As dry as the martini Bond enjoyed, Connery's 007 was a tour de force of comicbook heroism replete with set pieces and choreographed stunts which he carried off with a Scottish virility, notes Subhash K Jha.
'The name is Bond, James Bond.' No one said the iconic line quite like the Scottish superstar Sean Connery.
With due respect to Daniel Craig, the current 007 -- and I am sure he will agree with me -- there will never be another Bond like Sean, a Bond who bonded with the audience like none other.
Sean Connery first played James Bond in Dr No in 1962. He went on to play 007 in seven subsequent films, all mega-hits.
As dry as the martini Bond enjoyed, Connery's 007 was a tour de force of comicbook heroism replete with set pieces and choreographed stunts which he carried off with a Scottish virility.
The wenches were swooning. But Sean was sick of it. He confessed that dealing with the popularity Bond got him was a bit of a nightmare. He wanted out. In 1971 he made what he thought was going to be his last Bond film, Diamonds Are Forever.

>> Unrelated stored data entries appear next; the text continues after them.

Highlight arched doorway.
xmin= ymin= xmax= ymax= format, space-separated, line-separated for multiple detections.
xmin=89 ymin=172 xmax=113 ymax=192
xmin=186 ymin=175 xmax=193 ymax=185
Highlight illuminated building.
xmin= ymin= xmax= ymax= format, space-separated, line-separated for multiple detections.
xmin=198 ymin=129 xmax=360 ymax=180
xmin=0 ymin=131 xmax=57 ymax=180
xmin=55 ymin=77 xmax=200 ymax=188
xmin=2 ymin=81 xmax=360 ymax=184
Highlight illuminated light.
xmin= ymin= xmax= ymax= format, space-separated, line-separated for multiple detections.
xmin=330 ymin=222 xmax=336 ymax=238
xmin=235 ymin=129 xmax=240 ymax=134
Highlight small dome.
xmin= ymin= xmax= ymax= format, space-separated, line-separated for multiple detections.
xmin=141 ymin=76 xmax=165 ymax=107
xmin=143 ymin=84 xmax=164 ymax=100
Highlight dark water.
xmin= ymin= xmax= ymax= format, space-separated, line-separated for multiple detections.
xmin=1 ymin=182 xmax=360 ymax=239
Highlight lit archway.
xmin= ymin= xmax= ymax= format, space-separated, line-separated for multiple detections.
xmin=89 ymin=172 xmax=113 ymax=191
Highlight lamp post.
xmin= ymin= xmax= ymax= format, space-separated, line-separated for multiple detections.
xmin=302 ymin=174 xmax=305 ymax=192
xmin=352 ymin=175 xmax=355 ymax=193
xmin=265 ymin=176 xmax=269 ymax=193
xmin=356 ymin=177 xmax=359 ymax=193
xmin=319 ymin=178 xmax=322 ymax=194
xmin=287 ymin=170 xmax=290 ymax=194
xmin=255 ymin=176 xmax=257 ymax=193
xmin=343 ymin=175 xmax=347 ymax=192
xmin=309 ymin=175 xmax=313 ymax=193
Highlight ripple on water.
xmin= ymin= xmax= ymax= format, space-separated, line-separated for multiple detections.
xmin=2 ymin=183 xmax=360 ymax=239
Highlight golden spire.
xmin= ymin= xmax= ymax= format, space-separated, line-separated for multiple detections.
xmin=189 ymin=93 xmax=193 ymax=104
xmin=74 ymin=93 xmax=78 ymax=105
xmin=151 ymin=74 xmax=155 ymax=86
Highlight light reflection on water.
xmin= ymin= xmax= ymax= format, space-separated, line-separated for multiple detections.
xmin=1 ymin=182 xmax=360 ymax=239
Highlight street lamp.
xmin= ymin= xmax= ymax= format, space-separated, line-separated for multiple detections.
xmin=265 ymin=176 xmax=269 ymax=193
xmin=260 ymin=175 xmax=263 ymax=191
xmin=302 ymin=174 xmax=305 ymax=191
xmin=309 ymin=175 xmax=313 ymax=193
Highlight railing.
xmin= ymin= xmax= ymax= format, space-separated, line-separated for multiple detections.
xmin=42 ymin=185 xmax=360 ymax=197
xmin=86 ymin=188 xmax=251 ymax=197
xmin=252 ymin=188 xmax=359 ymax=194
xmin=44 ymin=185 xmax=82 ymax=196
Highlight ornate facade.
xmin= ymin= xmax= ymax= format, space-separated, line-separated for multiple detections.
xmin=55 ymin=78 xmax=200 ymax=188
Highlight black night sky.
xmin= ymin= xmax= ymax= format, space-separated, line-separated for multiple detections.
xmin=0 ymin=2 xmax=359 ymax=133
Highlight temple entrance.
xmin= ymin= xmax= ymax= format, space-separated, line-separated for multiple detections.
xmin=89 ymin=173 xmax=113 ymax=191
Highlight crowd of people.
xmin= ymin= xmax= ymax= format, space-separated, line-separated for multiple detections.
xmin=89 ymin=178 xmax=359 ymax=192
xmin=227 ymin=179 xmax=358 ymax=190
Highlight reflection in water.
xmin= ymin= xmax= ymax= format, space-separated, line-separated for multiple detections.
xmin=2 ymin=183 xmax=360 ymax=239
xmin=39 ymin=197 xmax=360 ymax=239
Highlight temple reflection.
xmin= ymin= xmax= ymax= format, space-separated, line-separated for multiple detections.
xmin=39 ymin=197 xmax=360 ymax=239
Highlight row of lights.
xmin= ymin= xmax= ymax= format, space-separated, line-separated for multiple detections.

Thereafter, he proceeded to do some of his most unforgettable roles in films like The Wind and The Lion, The Man Who Would Be King and most notably Robin and Marian, a gentle elegiac reworking of the Robin Hood myth for which Connery coaxed the mythic Audrey Hebpurn out of retirement.
Robin and Marian ranks as Connery's career-best performance. A character in the film says, 'He (Robin Hood) has become a legend. Have you ever tried to fight a legend?'
Robin and Marian was like one legend playing another. Actually it was more than that: It was one legend, Sean Connery, trapped in another legend James Bond, playing a third (Robin Hood).
Several masterly performances in semi-classics like The Name Of The Rose (where Connery was magnificent as a priest) and the gangster epic The Untouchables (which won him an Oscar for Best Supporting Actor) followed.
But Connery was not done with Bond as yet. In 1983 he returned as Bond for the last time in Never Say Never Again.
The scars of being permanently typecast never left Sean Connery's career. In spite of many magnificent performances outside Bond-age, Connery remained for all practical purposes, James Bond in the public mind. He hated being reminded of it. And why should he not? When he proved himself a versatile actor many times over?
His last full-length feature-film appearance was in 2003 in Stephen Norrington's The League Of Extraordinary Gentlemen, an extraordinarily awful film, where our own Naseeruddin Shah got to share screen space with Connery.
The film and its box office disaster left Sean deeply embittered. He never returned to a full-length role, moved to Spain to a life of amplified luxury with his second wife Micheline Roquebrune. They were together till his death on October 30 at 90.
A life well-lived, a career that spanned generations and a role that made him a household name. Sean Connery couldn't have asked for more.